In the looks department, the Honor 5X is a winner, particularly considering that it costs a mere $200 without a contract. However, does that mean the performance suffers? Surprisingly, the answer is no. Android 5.1.1 is installed with Huawei’s EMUI 3.1 user interface over the top, which separates it from Google’s untouched version of Android on phones like the LG Nexus 5X and Huawei Nexus 6P. There are differences, such as the lack of an app drawer so apps are spread across home screens, iPhone-style. The notification drawer is split in two, so a swipe to the left flicks between notifications and quick-access settings.

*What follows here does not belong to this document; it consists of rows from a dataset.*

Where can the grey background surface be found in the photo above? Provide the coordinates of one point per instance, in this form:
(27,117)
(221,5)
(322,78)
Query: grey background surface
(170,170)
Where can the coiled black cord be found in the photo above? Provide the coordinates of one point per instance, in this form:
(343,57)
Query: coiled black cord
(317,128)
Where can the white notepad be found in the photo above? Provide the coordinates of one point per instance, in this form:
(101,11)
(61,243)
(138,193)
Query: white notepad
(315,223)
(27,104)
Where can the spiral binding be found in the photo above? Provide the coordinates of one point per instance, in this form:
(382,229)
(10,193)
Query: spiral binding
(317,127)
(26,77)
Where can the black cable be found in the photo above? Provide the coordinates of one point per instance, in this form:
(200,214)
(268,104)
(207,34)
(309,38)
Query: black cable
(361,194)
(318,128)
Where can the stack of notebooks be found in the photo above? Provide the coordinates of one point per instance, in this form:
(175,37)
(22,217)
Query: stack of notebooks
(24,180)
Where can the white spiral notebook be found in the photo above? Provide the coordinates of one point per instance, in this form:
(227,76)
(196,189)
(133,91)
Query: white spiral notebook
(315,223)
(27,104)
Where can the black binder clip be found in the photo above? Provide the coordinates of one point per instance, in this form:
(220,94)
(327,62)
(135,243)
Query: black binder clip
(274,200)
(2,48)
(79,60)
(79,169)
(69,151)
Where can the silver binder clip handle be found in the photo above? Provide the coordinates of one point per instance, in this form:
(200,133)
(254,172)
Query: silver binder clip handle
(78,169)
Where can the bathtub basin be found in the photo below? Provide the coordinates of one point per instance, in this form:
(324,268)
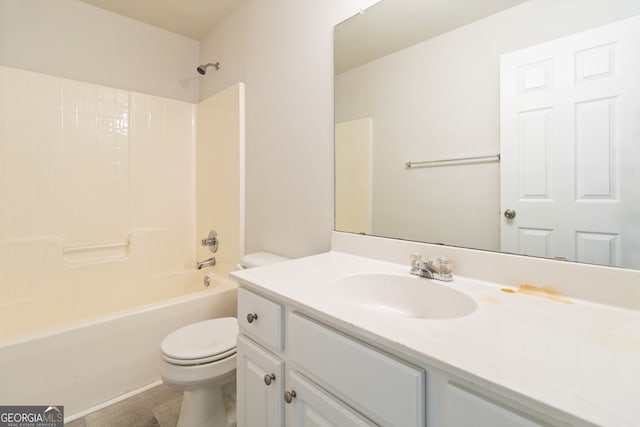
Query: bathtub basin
(405,296)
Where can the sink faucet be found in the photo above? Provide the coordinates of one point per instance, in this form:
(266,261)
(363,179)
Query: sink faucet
(429,270)
(206,263)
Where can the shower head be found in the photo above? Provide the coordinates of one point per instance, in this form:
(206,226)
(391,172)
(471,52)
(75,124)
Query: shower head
(202,69)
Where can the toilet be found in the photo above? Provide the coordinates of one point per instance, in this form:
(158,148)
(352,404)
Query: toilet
(201,357)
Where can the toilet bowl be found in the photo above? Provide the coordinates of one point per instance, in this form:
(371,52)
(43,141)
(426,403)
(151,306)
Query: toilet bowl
(201,357)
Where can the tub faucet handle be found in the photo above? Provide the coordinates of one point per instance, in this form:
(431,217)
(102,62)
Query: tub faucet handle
(211,241)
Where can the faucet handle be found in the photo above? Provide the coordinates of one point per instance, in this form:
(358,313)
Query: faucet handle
(211,241)
(444,266)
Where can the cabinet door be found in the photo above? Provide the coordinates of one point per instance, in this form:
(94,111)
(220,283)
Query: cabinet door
(312,407)
(259,404)
(466,409)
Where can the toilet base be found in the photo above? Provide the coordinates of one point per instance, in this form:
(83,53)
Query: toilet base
(203,407)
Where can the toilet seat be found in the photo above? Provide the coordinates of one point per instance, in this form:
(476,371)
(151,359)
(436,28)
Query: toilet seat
(202,342)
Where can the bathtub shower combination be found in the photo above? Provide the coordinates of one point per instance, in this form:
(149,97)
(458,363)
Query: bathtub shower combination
(103,200)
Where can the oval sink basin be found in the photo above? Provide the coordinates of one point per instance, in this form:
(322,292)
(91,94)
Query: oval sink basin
(404,296)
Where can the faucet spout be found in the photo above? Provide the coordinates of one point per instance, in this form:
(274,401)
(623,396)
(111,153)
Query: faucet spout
(206,263)
(429,270)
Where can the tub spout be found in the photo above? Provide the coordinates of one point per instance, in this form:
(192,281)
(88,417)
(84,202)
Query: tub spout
(206,263)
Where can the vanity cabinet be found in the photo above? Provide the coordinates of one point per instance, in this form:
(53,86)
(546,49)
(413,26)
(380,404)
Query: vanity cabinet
(312,407)
(260,386)
(330,379)
(465,408)
(295,371)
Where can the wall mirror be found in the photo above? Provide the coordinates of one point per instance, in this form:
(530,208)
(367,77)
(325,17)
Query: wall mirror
(502,125)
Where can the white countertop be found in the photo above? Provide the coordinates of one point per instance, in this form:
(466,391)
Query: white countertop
(579,357)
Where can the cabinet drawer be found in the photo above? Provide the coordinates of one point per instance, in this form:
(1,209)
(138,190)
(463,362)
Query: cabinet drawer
(260,318)
(390,392)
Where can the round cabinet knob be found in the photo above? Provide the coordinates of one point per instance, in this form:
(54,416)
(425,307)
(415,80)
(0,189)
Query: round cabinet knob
(509,214)
(289,396)
(268,378)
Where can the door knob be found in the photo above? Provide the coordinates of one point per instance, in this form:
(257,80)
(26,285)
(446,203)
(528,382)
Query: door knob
(289,396)
(509,214)
(268,378)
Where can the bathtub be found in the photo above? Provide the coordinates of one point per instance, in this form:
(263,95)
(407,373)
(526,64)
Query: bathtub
(84,364)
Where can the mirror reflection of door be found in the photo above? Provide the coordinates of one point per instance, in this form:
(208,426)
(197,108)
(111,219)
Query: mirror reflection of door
(568,134)
(353,176)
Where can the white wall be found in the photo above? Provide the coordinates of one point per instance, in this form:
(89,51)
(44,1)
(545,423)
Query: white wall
(289,82)
(219,184)
(440,99)
(225,43)
(71,39)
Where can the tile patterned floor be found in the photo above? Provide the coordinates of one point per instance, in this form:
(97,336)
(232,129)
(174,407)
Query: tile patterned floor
(158,406)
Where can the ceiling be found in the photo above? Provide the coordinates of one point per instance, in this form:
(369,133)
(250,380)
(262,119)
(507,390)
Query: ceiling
(191,18)
(374,33)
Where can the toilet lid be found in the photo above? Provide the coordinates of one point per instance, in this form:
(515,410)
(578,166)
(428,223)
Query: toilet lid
(202,340)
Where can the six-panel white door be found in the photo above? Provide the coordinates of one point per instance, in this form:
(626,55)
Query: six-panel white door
(570,146)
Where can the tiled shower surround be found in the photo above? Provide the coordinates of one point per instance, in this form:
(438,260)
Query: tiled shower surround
(96,193)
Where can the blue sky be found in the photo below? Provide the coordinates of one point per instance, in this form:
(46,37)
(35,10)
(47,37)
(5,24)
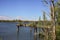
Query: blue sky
(22,9)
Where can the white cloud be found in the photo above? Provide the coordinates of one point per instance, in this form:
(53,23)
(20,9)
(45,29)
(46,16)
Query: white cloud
(5,18)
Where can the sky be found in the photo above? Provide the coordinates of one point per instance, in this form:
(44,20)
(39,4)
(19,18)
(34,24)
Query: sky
(22,9)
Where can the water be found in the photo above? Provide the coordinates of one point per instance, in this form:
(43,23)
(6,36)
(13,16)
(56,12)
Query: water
(8,31)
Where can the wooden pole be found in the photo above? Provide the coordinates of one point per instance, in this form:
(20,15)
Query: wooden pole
(53,20)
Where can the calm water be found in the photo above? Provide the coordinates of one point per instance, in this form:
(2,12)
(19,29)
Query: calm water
(8,31)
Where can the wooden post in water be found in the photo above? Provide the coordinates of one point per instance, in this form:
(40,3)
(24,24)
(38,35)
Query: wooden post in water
(17,27)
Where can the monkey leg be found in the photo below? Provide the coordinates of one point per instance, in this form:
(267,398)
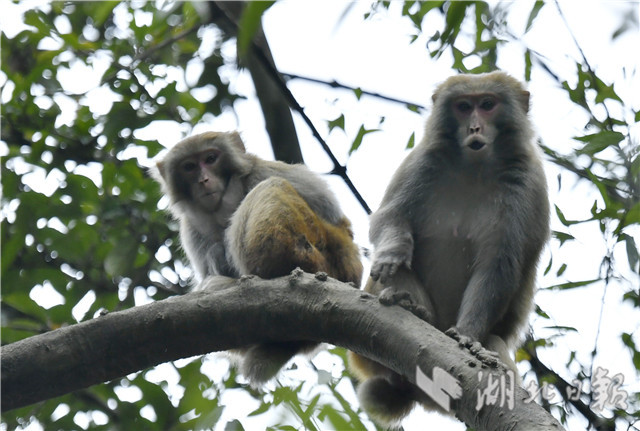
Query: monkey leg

Other changes include a slide-up drawer on the lock screen for turning on the flashlight, accessing the camera, or using the calculator.

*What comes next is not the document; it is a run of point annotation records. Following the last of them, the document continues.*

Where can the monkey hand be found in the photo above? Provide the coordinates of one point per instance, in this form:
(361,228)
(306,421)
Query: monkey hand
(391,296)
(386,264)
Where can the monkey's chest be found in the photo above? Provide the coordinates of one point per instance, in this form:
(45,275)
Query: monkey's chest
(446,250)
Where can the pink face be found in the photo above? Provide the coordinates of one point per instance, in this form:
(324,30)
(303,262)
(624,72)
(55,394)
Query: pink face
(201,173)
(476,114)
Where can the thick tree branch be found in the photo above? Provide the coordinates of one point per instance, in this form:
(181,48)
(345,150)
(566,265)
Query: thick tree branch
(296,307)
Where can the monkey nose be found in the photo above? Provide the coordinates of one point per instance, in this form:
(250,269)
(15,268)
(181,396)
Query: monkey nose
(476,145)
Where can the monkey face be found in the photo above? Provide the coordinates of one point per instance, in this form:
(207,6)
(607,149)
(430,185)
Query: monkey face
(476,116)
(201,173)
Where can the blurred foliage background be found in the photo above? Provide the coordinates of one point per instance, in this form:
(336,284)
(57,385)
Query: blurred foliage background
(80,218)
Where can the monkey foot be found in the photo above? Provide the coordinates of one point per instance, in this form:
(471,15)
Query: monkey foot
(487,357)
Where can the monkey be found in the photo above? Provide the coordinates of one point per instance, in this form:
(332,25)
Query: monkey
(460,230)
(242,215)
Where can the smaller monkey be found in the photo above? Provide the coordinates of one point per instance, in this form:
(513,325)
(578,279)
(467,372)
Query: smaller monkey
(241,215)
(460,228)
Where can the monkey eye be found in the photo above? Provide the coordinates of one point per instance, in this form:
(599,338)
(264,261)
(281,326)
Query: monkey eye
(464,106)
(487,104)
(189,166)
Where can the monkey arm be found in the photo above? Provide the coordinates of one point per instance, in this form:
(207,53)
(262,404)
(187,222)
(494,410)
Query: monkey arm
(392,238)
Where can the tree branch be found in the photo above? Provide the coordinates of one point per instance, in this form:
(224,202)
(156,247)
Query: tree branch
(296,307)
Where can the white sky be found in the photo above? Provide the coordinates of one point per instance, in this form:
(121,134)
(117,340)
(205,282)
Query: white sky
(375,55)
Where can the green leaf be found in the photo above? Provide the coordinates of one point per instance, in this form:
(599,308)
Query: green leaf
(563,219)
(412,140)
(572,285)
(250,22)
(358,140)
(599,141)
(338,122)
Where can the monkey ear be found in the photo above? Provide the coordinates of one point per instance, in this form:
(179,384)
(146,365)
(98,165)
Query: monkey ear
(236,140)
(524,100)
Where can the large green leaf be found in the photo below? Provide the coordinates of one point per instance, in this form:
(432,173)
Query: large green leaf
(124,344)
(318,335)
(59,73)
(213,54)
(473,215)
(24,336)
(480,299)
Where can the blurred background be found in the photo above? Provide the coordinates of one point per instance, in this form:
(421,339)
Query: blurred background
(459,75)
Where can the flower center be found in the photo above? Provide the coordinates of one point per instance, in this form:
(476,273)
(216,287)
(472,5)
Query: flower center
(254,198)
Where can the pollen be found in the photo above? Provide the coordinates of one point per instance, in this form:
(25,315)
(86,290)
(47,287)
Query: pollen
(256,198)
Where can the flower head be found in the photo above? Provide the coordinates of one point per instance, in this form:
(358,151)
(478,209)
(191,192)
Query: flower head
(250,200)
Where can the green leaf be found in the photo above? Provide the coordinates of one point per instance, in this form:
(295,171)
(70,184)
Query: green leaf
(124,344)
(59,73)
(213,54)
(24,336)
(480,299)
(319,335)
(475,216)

It’s not unpleasant to use, but it’s not quite as feature packed or as smooth and fast as EMUI version 4.1, which is found on the Huawei P9 and the newer Honor 5C. It’s also a shame Android is already out of date on the phone, and we can hope for an update to both Android and EMUI in the near future. However, the fact that it hasn’t been updated yet is a major concern.
An octa-core Qualcomm Snapdragon 615 processor with 2GB of RAM provides the power. This is a key difference between the 5X and other Huawei phones, which mainly use the Kirin chipset and often struggle with gaming. We certainly had that problem with the Honor 7. The good news is there are no such issues with the Honor 5X. It’s more than fast enough for everyday tasks, including navigation, and also coped with gaming well.
Bullet-hell shooter Danmaku Unlimited often challenges slow phones with its HD mode activated, but even on the graphically dense Hard setting, the Honor 5X displayed very little slowdown, and the game remained perfectly playable. It’s a definite plus for a phone that costs so little. The screen is also attractive, bright, and easy on the eyes with its 1080p resolution.
Where the Honor 5X’s low price does affect things is when we get to the camera. It has 13-megapixels and an array of different modes, such as a panorama setting, HDR, and a slow-motion mode; but it doesn’t handle low-light very well. Unfortunately, we used the 5X’s camera on grey, uninspiring day, and the camera struggled to extract any detail from shadows or the dully lit trees. Close up shots were also drab. Fixing photos afterward did result in improvements, but it’s a shame that you have to edit your photos to produce good results. In contrast, the front camera has 8-megapixels, and the selfies it took were excellent.
Related: Read our review of the excellent Huawei P9
We tried the Honor 5X right before using the Honor 5C, and the comparison is an interesting one. The Honor 5C costs slightly less, and we preferred the design, shape, and size of the 5C over the 5X. It’s the fingerprint sensor that will motivate you to spend a little more on the 5X, but be aware the phone doesn’t have NFC, while the 5C does, which means that you can use the 5C with Android Pay. It’ll be your choice: either get more security, or phone-based payments.
For $200, the Honor 5X is definitely a bargain. It’s $30 less than the top-spec Motorola Moto G4, our current favorite budget Android phone, and around $200 less than a OnePlus 2 or OnePlus 3. We can’t fault the way it looks, or its performance, at this price. Just be aware of the concessions you’ll be making before buying it — an average camera, software that may annoy, and no Android Pay — but you’ll likely enjoy the Honor 5X.